Property taxes have been rising in Texas in recent years both due to valuation increases and rate increases. In light of the economic fallout from the COVID-19 pandemic, local tax jurisdictions are faced with a balancing act – raise enough tax revenue to fund essential services and at the same time avoid overburdening taxpayers who are dealing with their own financial hardships.


Revenues Fall


Texas’ three largest cities: Houston, Dallas, and San Antonio are expecting a 10% to 15% decline in city revenues because of the COVID-19 pandemic, according to a study by the Kinder Institute at Rice University in Houston.
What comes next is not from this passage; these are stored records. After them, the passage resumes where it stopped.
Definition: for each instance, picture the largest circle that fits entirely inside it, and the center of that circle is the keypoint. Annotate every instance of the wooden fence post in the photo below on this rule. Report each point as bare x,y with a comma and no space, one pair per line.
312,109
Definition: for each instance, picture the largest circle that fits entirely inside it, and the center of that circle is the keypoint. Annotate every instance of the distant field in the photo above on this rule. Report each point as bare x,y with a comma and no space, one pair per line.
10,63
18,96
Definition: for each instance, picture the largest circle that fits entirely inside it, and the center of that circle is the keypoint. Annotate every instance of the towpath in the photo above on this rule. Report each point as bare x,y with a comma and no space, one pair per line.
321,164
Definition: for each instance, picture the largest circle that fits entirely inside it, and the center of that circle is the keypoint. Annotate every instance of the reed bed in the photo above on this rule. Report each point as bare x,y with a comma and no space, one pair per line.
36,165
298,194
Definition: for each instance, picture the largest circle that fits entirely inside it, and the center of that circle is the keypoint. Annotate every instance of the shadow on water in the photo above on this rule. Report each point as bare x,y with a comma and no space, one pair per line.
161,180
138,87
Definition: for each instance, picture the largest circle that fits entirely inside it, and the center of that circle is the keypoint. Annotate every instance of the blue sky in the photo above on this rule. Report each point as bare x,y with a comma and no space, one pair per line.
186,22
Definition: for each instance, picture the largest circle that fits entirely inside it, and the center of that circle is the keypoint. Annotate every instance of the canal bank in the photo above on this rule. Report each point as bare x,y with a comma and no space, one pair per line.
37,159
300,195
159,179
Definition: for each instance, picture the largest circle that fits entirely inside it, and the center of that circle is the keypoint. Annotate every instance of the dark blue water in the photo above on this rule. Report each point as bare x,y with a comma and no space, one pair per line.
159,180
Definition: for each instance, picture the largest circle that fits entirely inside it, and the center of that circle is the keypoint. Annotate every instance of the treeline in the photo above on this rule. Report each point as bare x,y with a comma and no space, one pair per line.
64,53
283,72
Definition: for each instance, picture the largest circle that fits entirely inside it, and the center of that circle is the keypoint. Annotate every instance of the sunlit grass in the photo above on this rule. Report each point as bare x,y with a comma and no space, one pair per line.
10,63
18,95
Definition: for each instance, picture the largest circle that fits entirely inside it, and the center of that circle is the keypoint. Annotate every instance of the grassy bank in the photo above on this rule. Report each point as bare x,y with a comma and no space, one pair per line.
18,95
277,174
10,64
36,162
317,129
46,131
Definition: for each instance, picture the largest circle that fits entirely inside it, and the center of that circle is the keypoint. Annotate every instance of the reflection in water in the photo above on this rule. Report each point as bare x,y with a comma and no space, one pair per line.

Each of Texas’ three largest cities could lose $100-$200 million in revenue because of coronavirus impacts. This is comparable to revenue losses that occurred during the Great Recession. The report says the long-term impact from the pandemic may be even greater. Indeed, the COVID-19 crisis is likely to create the most difficult budget situation in recent history for major cities in Texas.


Tax Rates


Governor Greg Abbott has discouraged local governments from raising property taxes to compensate for the revenue lost during COVID-19, but it has not stopped some cities from considering it. In Dallas, a resolution to seek voter approval to raise taxes by 8% to compensate for a shortfall of an estimated $134 Million in revenue failed by a City Council vote of 11
to 3.


Comparing the state’s largest cities, property taxes account for slightly more of Dallas’s budget than Houston’s (55% of the general fund versus 51%). This difference largely is due to the fact that Dallas’s property tax rate is higher—about 78 cents per $100 of assessed value, compared to about 58 cents per $100 of assessed value in Houston. In other words, Dallas’s property tax rate is almost 35% higher than Houston’s.


Houston and Dallas had about the same property tax rate until around 2002, when Dallas started raising its rate considerably each year. Dallas continued to raise its property tax rate until 2011, at which point it leveled off and began to decline. Meanwhile, Houston’s property tax rate began to decline gradually in 2002 and dropped more steeply starting in 2016.


Several factors are at work here. The first is Houston’s local property tax revenue cap, which limits the annual growth of property tax revenue to the combined rates of inflation and population growth or 4.5%, whichever is lower. Neither Dallas nor San Antonio has any similar cap, though all three cities are subject to the state’s property tax reform law. Cities may exceed the 3.5% limit on property tax revenue only if voters approve.


The Kinder Institute Report predicts that property tax revenue is likely to remain fairly stable over the next couple of years despite the COVID-19 crisis. Property values tend to be less volatile than retail sales and, because of the timing of reassessments, lower property values (and lower property tax revenues) often do not kick in until one or two years after an economic downturn.